Metade deles descrevia passeios (caminhadas no campo, bicicleta e Disney) ou encontros (jantar beneficente, jogos de cartas e bazar), para grupos das mais diversas idades, focando, é verdade, nos mais idosos. Tudo tinha desconto para associados.

Os outros falavam da missão dos funcionários. Nada de lucro para os acionistas. O objetivo era fortalecer pessoas, famílias e comunidades.

Se a beleza do lugar fisicamente poderia ser questionada, ela começou a entender a missão logo no término da primeira aula de natação. O professor chamou os alunos para a reza da semana. De Cristo, só a esperança.

Acabado aquele primeiro dia, sozinha e esperando o filho primogênito já bem atrasado, se pegou pensando onde estavam os moços e os cristãos que a placa prometia. Não era um monopólio, então? Todos podiam ir. A bem da verdade nem questionaram a sua religião quando se matriculou e, por óbvio, "moço" ela não era.
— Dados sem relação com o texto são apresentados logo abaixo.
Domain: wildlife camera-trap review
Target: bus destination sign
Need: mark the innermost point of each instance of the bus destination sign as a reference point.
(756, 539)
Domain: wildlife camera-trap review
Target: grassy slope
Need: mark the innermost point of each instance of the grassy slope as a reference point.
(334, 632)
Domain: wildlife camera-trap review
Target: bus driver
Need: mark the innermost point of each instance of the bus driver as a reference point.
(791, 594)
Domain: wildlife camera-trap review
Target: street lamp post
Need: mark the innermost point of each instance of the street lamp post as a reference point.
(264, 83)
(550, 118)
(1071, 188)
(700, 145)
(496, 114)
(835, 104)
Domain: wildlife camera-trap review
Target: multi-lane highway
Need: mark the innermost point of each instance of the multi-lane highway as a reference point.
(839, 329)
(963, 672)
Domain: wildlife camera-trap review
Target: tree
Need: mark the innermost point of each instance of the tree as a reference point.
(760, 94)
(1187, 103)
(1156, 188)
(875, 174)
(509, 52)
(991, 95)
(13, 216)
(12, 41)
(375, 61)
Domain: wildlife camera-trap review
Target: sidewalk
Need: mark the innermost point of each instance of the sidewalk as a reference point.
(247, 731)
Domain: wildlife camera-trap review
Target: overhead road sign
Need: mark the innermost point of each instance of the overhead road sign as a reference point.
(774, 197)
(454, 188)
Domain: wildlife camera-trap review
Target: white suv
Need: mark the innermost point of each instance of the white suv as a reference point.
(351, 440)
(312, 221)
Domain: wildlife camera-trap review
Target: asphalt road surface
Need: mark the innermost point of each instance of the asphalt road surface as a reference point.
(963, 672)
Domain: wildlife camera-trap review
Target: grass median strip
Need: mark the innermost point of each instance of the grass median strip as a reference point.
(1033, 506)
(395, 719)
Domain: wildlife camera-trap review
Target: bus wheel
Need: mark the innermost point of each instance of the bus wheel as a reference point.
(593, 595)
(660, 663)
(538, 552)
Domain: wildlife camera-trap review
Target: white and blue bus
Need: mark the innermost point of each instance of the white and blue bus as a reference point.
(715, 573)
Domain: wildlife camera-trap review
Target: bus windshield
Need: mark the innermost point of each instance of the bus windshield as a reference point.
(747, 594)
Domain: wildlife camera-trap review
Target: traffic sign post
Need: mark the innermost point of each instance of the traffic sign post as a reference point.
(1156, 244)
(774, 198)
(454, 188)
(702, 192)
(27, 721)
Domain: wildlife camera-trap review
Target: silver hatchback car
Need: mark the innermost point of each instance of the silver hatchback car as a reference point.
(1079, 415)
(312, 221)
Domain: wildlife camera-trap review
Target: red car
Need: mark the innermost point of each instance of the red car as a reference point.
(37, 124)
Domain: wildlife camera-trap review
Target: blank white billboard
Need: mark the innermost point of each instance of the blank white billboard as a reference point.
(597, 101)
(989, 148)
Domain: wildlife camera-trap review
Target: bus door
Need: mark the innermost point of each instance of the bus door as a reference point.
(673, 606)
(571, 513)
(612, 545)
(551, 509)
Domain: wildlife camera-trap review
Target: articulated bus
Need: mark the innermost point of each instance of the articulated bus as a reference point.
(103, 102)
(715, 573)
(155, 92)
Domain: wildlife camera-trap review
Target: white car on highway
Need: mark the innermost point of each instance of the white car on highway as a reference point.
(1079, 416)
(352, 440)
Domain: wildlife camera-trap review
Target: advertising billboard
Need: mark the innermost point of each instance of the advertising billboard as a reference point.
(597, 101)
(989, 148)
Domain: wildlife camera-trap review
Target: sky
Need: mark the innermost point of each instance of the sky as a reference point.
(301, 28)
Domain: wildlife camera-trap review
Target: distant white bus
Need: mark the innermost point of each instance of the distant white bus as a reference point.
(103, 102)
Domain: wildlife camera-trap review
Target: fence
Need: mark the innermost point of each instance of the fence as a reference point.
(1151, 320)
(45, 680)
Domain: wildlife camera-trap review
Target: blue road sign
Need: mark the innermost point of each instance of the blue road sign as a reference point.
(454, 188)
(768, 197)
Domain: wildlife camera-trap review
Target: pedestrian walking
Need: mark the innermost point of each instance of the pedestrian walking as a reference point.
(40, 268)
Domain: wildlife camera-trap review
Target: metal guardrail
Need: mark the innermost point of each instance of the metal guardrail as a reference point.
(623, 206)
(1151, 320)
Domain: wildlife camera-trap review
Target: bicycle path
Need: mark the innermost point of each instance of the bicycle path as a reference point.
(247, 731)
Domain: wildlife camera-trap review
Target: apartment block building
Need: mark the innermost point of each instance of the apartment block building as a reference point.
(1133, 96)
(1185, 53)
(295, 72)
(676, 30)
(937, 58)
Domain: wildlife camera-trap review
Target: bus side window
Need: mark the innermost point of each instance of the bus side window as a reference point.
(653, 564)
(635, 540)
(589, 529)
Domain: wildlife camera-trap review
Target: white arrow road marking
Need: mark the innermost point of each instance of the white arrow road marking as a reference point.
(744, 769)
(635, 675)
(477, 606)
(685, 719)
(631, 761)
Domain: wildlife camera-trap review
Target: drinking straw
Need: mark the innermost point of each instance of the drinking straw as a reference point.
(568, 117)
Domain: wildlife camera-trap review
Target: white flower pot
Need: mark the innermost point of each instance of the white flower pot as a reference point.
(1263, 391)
Pensou novamente na missão daquele clube. Nada modesta, porém as iniciativas dos funcionários mostravam que não estavam de brincadeira quando a ordem era acolher e respeitar as diferenças. Lá estava o fortalecimento.

Já no carro rendeu-se. Chorou com saudades daquele lugar harmonioso que tanto resistiu a ir, em especial pelo nome que sugeria que só moços tivessem tal direito. Quantas desculpas não tinha inventado?

No dia seguinte já estava pronta para o lazer, não mais esporte, decidida e ansiosa para descobrir como funcionava a renovação do plano. A funcionária estranhou e perguntou: "já?". E explicou que, após a renovação, o plano ficava mais barato.

Ela nunca tinha visto isto. E pensou questionando. Não tinha taxas, serviços ou qualquer outra coisa para aumentar o valor indiretamente.

A funcionária adivinhando, falou: "Não, fica mais barato mesmo!".

E a mulher pensou: isto é que é fidelização, espere até minha vizinha saber!